Mais Google, Rigetti ou encore IBM sont parvenus à construire des machines de plus de 50 qubits, capables théoriquement de résoudre de nouveaux problèmes dès maintenant. L'entreprise D-Wave, qui fait course à part avec son ordinateur spécialisé dans les problèmes d'optimisation, pourrait elle aussi ouvrir la voie. À l'heure actuelle, elle revendique plus de 150 applications qui font appel à son ordinateur, même si, des propres mots de son CEO, il ne dépasse pas encore les performances des ordinateurs classiques.
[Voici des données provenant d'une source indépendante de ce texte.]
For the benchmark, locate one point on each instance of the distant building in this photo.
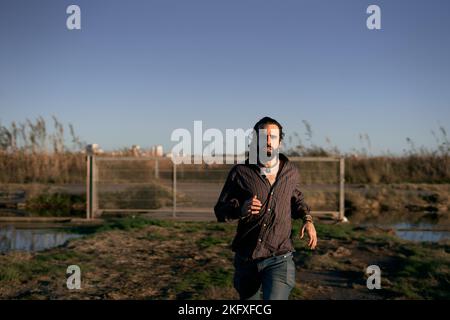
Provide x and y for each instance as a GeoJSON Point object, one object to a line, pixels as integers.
{"type": "Point", "coordinates": [93, 148]}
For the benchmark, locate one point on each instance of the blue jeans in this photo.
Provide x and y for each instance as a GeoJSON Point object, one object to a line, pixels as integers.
{"type": "Point", "coordinates": [274, 275]}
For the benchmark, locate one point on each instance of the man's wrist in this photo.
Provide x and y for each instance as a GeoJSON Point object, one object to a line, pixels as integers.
{"type": "Point", "coordinates": [308, 218]}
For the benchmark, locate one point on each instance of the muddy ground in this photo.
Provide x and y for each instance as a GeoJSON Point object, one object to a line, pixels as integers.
{"type": "Point", "coordinates": [154, 259]}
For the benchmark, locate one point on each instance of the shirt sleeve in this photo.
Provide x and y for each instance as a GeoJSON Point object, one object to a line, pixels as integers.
{"type": "Point", "coordinates": [228, 206]}
{"type": "Point", "coordinates": [299, 207]}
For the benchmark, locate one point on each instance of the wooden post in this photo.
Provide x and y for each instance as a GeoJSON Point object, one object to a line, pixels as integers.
{"type": "Point", "coordinates": [342, 188]}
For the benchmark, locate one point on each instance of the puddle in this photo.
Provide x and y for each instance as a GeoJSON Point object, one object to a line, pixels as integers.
{"type": "Point", "coordinates": [32, 239]}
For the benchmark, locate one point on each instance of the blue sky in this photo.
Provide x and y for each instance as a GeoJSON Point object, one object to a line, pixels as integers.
{"type": "Point", "coordinates": [140, 69]}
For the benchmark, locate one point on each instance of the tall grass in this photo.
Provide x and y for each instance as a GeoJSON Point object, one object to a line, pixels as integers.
{"type": "Point", "coordinates": [30, 152]}
{"type": "Point", "coordinates": [34, 151]}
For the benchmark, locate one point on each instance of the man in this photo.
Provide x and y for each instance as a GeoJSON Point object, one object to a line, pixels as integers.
{"type": "Point", "coordinates": [264, 195]}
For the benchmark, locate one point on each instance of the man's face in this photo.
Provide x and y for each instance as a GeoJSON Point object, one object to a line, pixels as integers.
{"type": "Point", "coordinates": [272, 138]}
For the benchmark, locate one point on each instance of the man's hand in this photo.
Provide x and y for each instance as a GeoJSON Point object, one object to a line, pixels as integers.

Mais il espère que ce sera le cas dès l'été 2020, avec la sortie annoncée du nouveau modèle de D-Wave, doté de deux fois plus de qubits et de plusieurs paramètres grandement améliorés.
Synergie entre constructeurs, États et leaders sectoriels
Pour accompagner ces progrès des constructeurs, les États financent des programmes de développement, tandis que les leaders sectoriels (comme Total, Airbus ou EDF) se positionnent déjà, notamment sur la partie algorithmique, c'est-à-dire sur les formules mathématiques qui vont nourrir la machine. Sur l'année passée, plusieurs ordinateurs sont devenus accessibles à distance, sur le cloud, pour des coûts forcément moins importants que l'achat d'une machine. Cette innovation devrait permettre à davantage de chercheurs, privés comme publics, de tester leurs algorithmes, avec à la clé une accélération de la recherche et la mise au point, potentiellement dès 2020, de plusieurs applications concrètes.
Et ce n'est pas tout : en plus de résoudre des problèmes irrésolus, l'informatique quantique pourrait aussi prouver son utilité par rapport au calcul de haute performance.
« L'informatique quantique pourrait permettre une accélération des calculs classiques, ce qui permettrait d'accélérer les cycles d'innovation. Des calculs aujourd'hui réalisés par le calcul de haute performance (HPC) en deux jours pourraient l'être en deux heures », se projette Antoine Gourévitch, directeur mondial de la R&D chez BCG.
Même si 2020 paraît bien proche pour un secteur dont l'horizon se situe au-delà de 2030, la publication de Google et la progression des financements des startups dans le domaine pourrait faire de 2020 une année charnière.